To develop efficient general purpose second language curricula, designers need to make empirically justified decisions with respect to a host of issues. One vexing issue concerns the selection and incorporation of vocabulary items from the innumerable lexicon of the language in question. The questions to be answered here are ‘how many’ and ‘which’ lexical items should be covered in the curriculum. A related second issue, particularly brought to the fore by recent research on language processing and acquisition (e.g., Ellis, 2012; Jiang & Nekrsova, 2007), is the inclusion of formulaic language in the curriculum. According to one estimate, for instance, 58.6% and 52.3% of spoken and written language respectively are formulaic and therefore highly predictable (Erman & Warren, 2000). Due to their predictability and, in effect, ‘lexicalized’ status, the curricular incorporation of formulaic chunks and patterns has been shown to enhance learners’ language acquisition and boost their (native-like) fluency (e.g., Myles, Mitchell & Hooper, 1999). A third issue derives from the current debate over input authenticity in second language education that revolves around the curricular reliance on language input originally intended for first language (L1) users. In view of these ongoing issues and the indispensable contribution of corpora in second language education (e.g., Römer, 2011), in this presentation I will first describe the process of constructing a multi-million-word Persian language corpus at the University of Maryland to help address these curricular concerns. I will next demonstrate the affordances provided by this corpus and discuss how corpus-based findings can furnish Persian language curriculum designers with sound empirical justifications in tackling the three issues referenced above.

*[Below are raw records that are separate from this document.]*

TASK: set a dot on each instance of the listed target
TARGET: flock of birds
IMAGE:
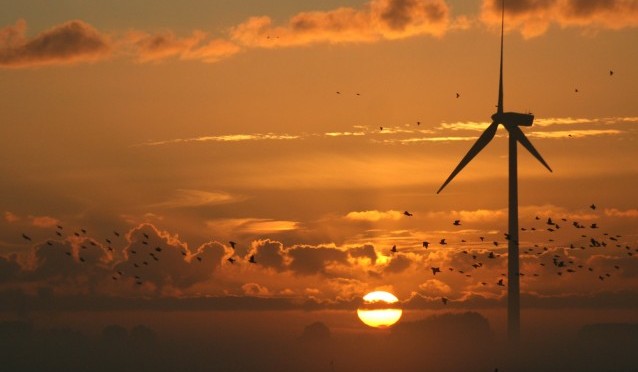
(559, 258)
(458, 95)
(547, 255)
(139, 256)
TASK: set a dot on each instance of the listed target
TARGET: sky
(302, 131)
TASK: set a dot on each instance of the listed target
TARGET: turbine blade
(482, 141)
(500, 79)
(516, 131)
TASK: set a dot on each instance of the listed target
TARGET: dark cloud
(534, 17)
(400, 13)
(269, 254)
(313, 260)
(398, 264)
(73, 41)
(366, 251)
(9, 268)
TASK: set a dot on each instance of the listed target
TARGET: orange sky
(205, 122)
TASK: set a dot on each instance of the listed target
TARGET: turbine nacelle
(513, 118)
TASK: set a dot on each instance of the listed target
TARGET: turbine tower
(512, 122)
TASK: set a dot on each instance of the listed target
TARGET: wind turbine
(512, 122)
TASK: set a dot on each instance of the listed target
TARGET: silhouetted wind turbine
(511, 121)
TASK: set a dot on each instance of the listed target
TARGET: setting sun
(378, 310)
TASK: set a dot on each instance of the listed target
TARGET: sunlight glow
(377, 310)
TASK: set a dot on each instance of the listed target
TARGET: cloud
(11, 217)
(44, 221)
(225, 138)
(534, 17)
(269, 254)
(159, 46)
(254, 289)
(196, 198)
(374, 215)
(629, 213)
(435, 287)
(307, 260)
(577, 133)
(377, 20)
(253, 225)
(70, 42)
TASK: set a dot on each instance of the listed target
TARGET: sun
(378, 310)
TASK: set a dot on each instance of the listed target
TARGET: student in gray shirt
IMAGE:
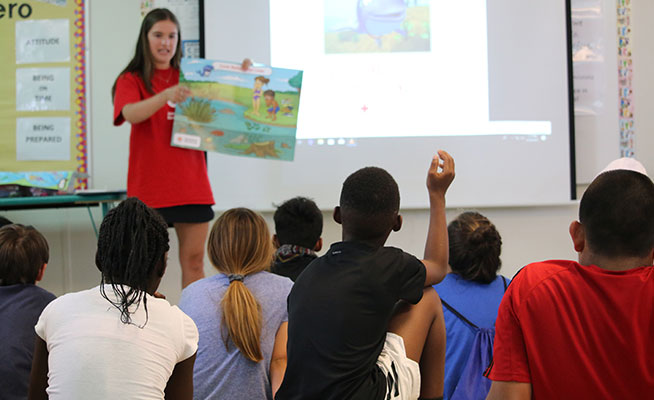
(240, 313)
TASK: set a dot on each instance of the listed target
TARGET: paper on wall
(43, 89)
(43, 139)
(42, 41)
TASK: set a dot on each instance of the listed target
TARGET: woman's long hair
(132, 243)
(142, 63)
(475, 247)
(240, 245)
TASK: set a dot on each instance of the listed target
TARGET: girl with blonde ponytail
(240, 312)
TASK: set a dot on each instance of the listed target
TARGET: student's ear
(39, 276)
(337, 215)
(578, 236)
(162, 266)
(398, 223)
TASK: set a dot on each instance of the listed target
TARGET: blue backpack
(472, 384)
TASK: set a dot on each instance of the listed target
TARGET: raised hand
(177, 94)
(441, 173)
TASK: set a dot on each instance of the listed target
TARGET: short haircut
(4, 221)
(370, 202)
(475, 247)
(298, 221)
(23, 251)
(617, 213)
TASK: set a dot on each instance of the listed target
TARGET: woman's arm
(39, 374)
(144, 109)
(278, 359)
(180, 383)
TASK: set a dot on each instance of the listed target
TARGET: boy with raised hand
(364, 322)
(298, 226)
(24, 254)
(585, 330)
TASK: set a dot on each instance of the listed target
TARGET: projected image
(377, 26)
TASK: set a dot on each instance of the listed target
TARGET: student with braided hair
(117, 340)
(240, 313)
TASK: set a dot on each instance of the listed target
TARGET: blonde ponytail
(240, 245)
(242, 320)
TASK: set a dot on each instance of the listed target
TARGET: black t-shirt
(338, 312)
(20, 308)
(293, 267)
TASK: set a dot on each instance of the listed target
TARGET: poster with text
(249, 113)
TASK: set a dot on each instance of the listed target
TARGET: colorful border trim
(81, 148)
(625, 79)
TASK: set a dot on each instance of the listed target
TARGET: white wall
(529, 234)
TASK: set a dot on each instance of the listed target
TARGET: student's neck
(614, 264)
(372, 242)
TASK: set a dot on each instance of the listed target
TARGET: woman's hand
(177, 94)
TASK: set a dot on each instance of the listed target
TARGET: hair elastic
(235, 277)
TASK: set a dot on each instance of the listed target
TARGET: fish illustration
(239, 140)
(206, 71)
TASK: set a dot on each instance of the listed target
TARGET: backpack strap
(458, 314)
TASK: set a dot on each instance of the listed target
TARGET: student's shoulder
(398, 257)
(42, 295)
(536, 277)
(273, 282)
(534, 273)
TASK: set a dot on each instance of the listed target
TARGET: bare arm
(39, 374)
(180, 383)
(509, 391)
(437, 246)
(144, 109)
(278, 359)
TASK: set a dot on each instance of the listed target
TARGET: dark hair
(370, 202)
(298, 221)
(142, 63)
(617, 213)
(475, 247)
(23, 251)
(132, 243)
(4, 221)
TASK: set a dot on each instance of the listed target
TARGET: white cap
(630, 164)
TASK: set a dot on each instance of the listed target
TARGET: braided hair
(132, 245)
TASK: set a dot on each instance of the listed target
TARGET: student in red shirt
(172, 180)
(583, 330)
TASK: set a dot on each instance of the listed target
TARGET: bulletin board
(43, 116)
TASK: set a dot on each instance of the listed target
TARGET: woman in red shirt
(172, 180)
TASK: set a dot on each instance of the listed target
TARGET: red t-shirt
(578, 332)
(159, 174)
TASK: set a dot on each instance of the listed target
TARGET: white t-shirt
(93, 355)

Ellis, N. C. (2012). Formulaic language and second language acquisition: Zipf and the phrasal teddy bear. Annual Review of Applied Linguistics, 32(1), 17–44.
Erman, B. and Warren, B. (2000).The idiom principle and the open choice principle. Text, 20, 29–62.
Jiang, N., & Nekrsova, T. M. (2007).The processing of formulaic sequences by second language speakers. The Modern Language Journal, 91(3), 433–445.
Myles, F., Mitchell, R., & Hooper, J. (1999). Interrogative chunks in French L2. A basis for creative construction? Studies in Second Language Acquisition, 21, 49–80.
Römer, U. (2011). Corpus research applications in second language teaching. Annual Review of Applied Linguistics, 31, 205–225.